For the housing market, the road to recovery may be in sight with values showing a 2% increase over the last year, as revealed October 30, 2012, through S&P/Case-Shiller Home Indices.
The annual data reports increases among a composite of 20 U.S. cities, only three of which showing negative growth; Atlanta (-6.1%), Chicago (-1.6%) and New York (2.3%).
Atlanta, despite posting a -6.1% annual rate, has shown significant improvement, better than the nine consecutive months of double-digit declines the city experienced from October 2011 through June 2012, the data reports. According to the data, Las Vegas, which has not seen growth since January 2007, finally reached positive territory with a 0.9% annual rate of change in August 2012.
Adding to market growth potential, 19 of the 20 cities reported positive monthly growths, averaging a 0.9% rise from July-August. The single exception being Seattle, who only posted a -0.1%.
Monthly gains posted by the 19 cities from July-August, as well as negative cities showing signs of improvement, have signaled that the market’s recovery might already be underway.

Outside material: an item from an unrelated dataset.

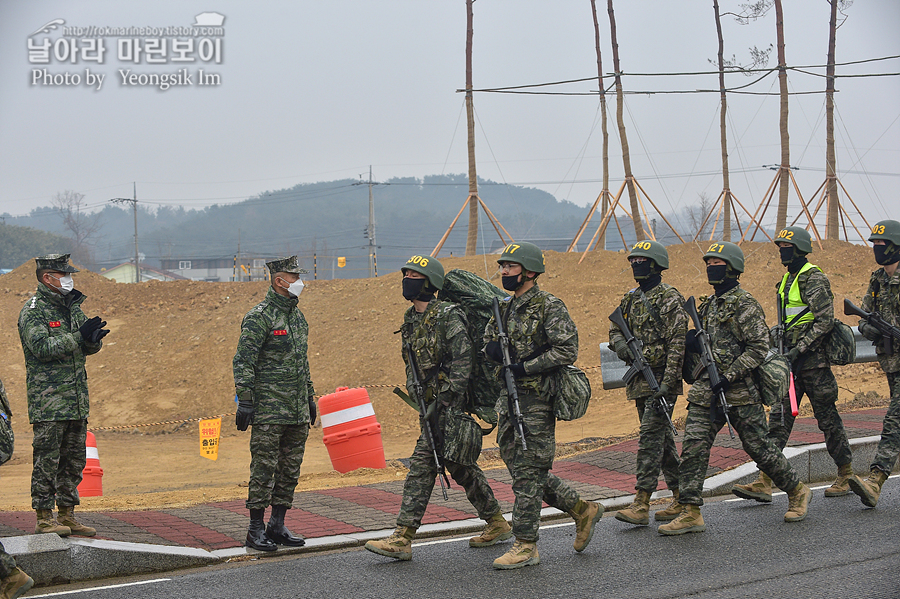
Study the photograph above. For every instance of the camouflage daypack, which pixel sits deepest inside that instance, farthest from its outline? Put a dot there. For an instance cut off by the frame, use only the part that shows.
(475, 296)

“The sustained good news in home prices over the past five months makes us optimistic for continued recovery in the housing market,” said David M. Blitzer, Chairman of the Index Committee at S&P Dow Jones Indices.
“News on home prices confirms other good news about housing. Single family housing starts are 43% ahead of last year’s pace, existing and new home sales are also up, the inventory of homes for sale continues to drop and costumer mortgage default rates are reaching new lows. For the fifth time in a row, both Composites had monthly gains,” Blitzer added.